Il est question de fracture sociale. Comment définiriez-vous votre rapport à l’argent ?
Je déteste l’argent, je déteste le capitalisme. Je déteste cette idée américaine de la méritocratie, parce que c’est complètement arbitraire, où va l’argent, qui en a, qui n’en a pas. J’ai grandi dans un quartier ouvrier du Connecticut. Aucun de mes deux parents n’a fait d’études supérieures. Mon père travaillait au stock de la maison d’édition Cambridge University Press, il rapportait des tas de livres à la maison. Ils rêvaient de cet autre monde, cultivé, bourgeois, auquel seul l’argent donne accès. A quelques kilomètres, les gens appartenaient à des clubs, jouaient au tennis, allaient dans les bonnes universités… Sans doute, comme tout un chacun, ai-je cherché à les venger.
Vous aviez une quarantaine d’années à la publication de votre premier roman. Pourquoi si tard ?
J'ai tout fait pour éviter d'écrire ! J'ai d'abord voulu être comédienne, sans succès. Du coup, j'ai fait des films, huit ou neuf, expérimentaux pour la plupart, jusqu'à Gravity & Grace en 1996. Ça ne marchait pas non plus, alors il ne me restait plus que la littérature. Ça a été le début de I Love Dick.
Plus de vingt ans après, que reste-t-il de I Love Dick pour vous ?
Grâce la série [créée par Jill Soloway et diffusée par Amazon, ndlr] et aux traductions, j'ai gardé contact avec le roman et continué à le soutenir. Il a fait naître une communauté très forte, avec laquelle j'ai adoré échanger. Après, je ne repense pas au livre en lui-même. Je suis incapable de regarder en arrière et je ne le souhaite pas. J'étais dans une sorte de transe quand je l'ai écrit, comme Dominique Aury avec Histoire d'O. Jamais je ne referai ça.
Vous êtes également éditrice chez Semiotext(e), maison indépendante qui publie William Burroughs ou Kathy Acker. Comment se porte la littérature américaine en ce moment ?
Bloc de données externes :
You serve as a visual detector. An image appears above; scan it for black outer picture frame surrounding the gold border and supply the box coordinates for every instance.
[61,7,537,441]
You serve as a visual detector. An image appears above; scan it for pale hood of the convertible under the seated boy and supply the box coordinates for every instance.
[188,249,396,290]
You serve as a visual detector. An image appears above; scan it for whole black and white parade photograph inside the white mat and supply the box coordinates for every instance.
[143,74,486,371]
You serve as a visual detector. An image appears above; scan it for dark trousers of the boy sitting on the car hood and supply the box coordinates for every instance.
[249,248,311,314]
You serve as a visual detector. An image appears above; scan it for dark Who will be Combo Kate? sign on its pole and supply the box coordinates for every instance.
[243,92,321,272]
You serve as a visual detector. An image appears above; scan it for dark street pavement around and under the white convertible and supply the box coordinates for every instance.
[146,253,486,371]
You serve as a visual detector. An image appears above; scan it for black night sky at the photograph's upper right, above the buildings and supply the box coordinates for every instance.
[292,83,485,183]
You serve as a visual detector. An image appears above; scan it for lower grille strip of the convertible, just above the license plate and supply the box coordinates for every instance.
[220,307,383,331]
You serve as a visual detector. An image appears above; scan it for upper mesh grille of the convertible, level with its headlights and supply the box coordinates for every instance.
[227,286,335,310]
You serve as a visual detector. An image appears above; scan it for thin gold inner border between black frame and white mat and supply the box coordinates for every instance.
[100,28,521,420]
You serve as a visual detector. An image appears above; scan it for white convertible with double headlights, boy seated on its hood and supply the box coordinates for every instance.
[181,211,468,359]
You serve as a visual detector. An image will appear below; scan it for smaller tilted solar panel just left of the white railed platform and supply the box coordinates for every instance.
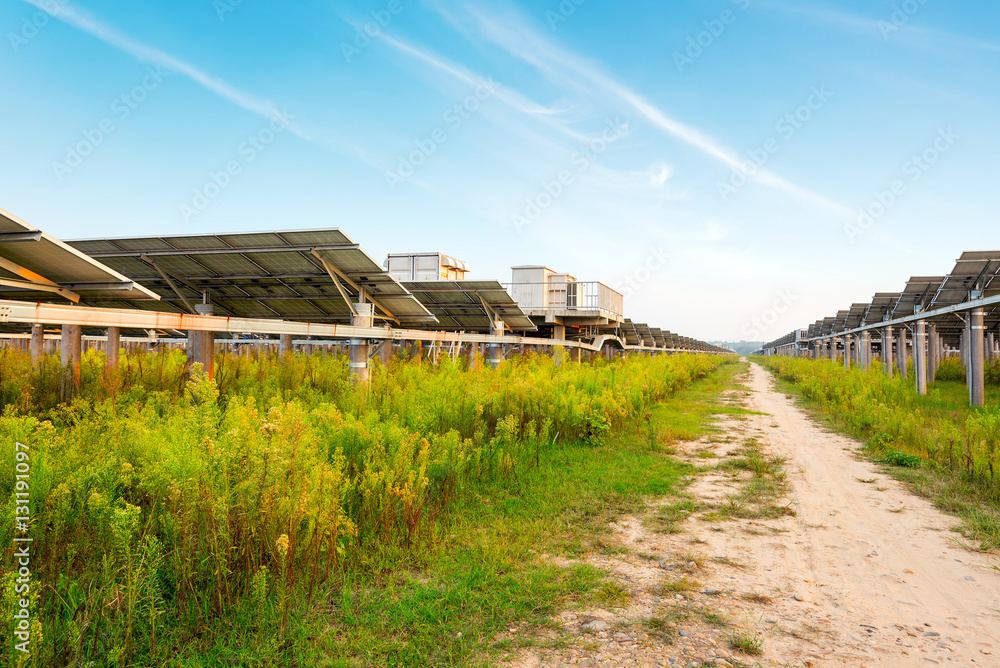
[402,281,537,332]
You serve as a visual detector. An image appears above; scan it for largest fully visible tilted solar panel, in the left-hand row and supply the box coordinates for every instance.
[67,228,436,325]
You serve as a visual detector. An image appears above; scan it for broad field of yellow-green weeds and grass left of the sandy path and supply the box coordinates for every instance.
[0,350,737,668]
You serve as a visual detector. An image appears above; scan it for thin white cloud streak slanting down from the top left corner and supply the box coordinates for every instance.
[23,0,363,158]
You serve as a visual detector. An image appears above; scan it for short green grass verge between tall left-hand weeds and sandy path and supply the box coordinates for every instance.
[316,365,740,666]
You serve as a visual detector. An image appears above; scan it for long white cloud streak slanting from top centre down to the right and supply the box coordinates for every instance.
[435,2,853,216]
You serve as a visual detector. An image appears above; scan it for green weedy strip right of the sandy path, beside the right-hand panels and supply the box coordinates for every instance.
[755,357,1000,550]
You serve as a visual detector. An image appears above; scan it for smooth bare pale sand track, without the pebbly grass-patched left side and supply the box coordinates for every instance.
[728,365,1000,666]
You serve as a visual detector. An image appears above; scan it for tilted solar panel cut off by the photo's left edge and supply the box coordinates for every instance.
[0,210,157,301]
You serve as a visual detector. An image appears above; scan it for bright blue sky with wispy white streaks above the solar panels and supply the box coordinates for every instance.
[0,0,1000,340]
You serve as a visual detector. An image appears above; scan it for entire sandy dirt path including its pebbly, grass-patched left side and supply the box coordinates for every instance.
[510,365,1000,668]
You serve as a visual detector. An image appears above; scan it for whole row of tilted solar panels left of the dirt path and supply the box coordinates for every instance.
[0,217,729,352]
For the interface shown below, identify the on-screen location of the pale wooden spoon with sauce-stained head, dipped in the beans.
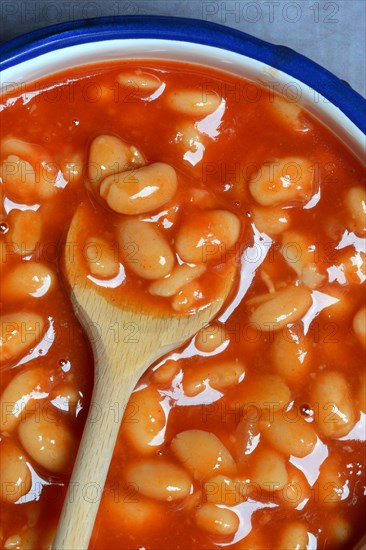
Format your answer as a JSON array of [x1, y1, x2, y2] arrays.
[[53, 205, 235, 550]]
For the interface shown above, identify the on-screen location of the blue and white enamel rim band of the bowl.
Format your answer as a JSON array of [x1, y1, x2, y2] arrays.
[[0, 12, 366, 548]]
Je crois que ce qu’on nous montre dans la «fiction» américaine contemporaine relève précisément de la fiction. C’est devenu très limité, commercial et convenu. On n’entend parler que des prétendus «grands romans» de l’année. Le poète Kevin Killian vient de mourir, son œuvre a une portée mondiale, mais vous ne lirez rien sur lui dans le New York Times. Ils chroniquent des trucs où le mari est docteur dans un hôpital new-yorkais, pendant que sa femme vit dans les Hamptons… Tout se passe à New York ou à Los Angeles, comme s’il n’y avait pas d’histoires ailleurs. C’est un monde factice, un fantasme. Il existe toutefois une autre littérature américaine, sous les radars. Quand j’ai commencé le métier d’éditrice, je voulais publier surtout des textes de femmes à la première personne : Cookie Mueller [traduite en France chez Finitude], Lynne Tillman, Eileen Myles… Maintenant, le catalogue s’est étendu. Nous publions beaucoup d’auteurs français d’ailleurs : Marie Darrieussecq, Mathieu Lindon (journaliste à Libération), Hervé Guibert, Guillaume Dustan… Pour moi, Semiotext(e) fait aujourd’hui ce que Grove Press faisait il y a vingt ou trente ans.